Recently, though, I've taken up an interest-free loan from work in order to buy a bike. It's been liberating, and my route of choice into work takes me through my old territory. Down streets I've passed along so many times you could take a swab from them and clone me from the DNA. It was a natural to pop a camera in my bag and head there. There's a locked gate across the bottom of the entry now, so I couldn't get as close as I wanted, but I did manage to squeeze the lens through and get my shot.

Tuesday, 9 June 2009

Pictures of Match Stick Men Remixed

I posted this picture and two others from outside The Black Lion hotel back in January. Cycling past today I saw it was boarded up with corrugated iron. I used to go in there a few years ago, playing pool and boozing at dinner time with a friend who used to work in the tax office round the corner. Last time I was in there was during In The City, to see The Raveonettes.
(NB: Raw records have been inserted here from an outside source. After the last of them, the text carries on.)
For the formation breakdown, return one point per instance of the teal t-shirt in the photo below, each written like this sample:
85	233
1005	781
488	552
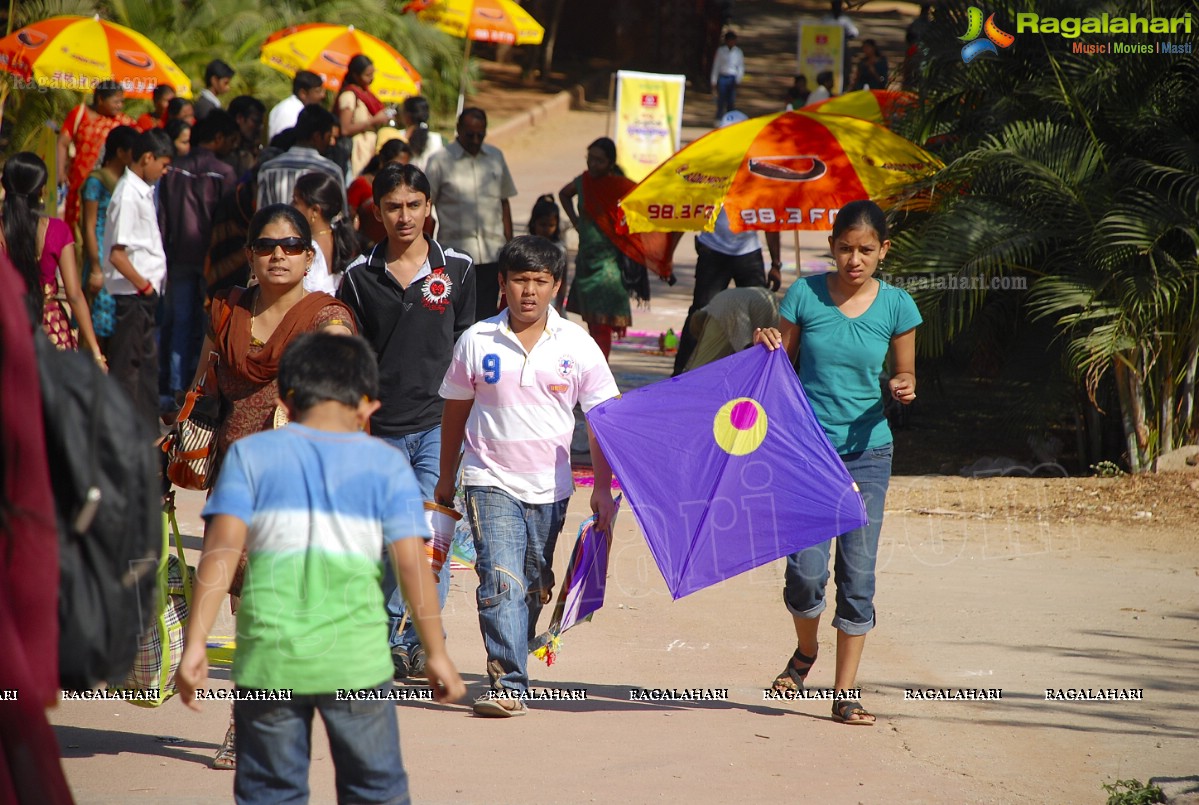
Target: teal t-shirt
319	508
842	359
They were shite, and I was drunk, so I heckled. If I had been them I would have shown me my arse, but they let me be. The room upstairs was good, though. Round, with a high ceiling. Now, it may never see light again. Two years ago it would have been redeveloped into flats, without a doubt, but now? Who knows?

Madison Time.


Louis and Paul, originally uploaded by mithering.

I've not posted here as much as I'd like to have done recently. One reason is that I've been dead busy; work is getting heavier, and I've been working on a project which deadened my thoughts for a while. There's also the fact of writing a very long blog post attached to somebody else's You Tube content only to find it never made it from You Tube to Blogger. Shit. That's linked to a rod I made for my own back by worrying about temporal consistency within the blog. I was not adding some things, even though they were interesting, because their timeline was either too far in the past to fit my restrictive notion of 'news', or because their time had not yet come in the timeflow of the blog.

So I'm posting this to say To Hell With That. I'll be posting more randomly from now on. More to come.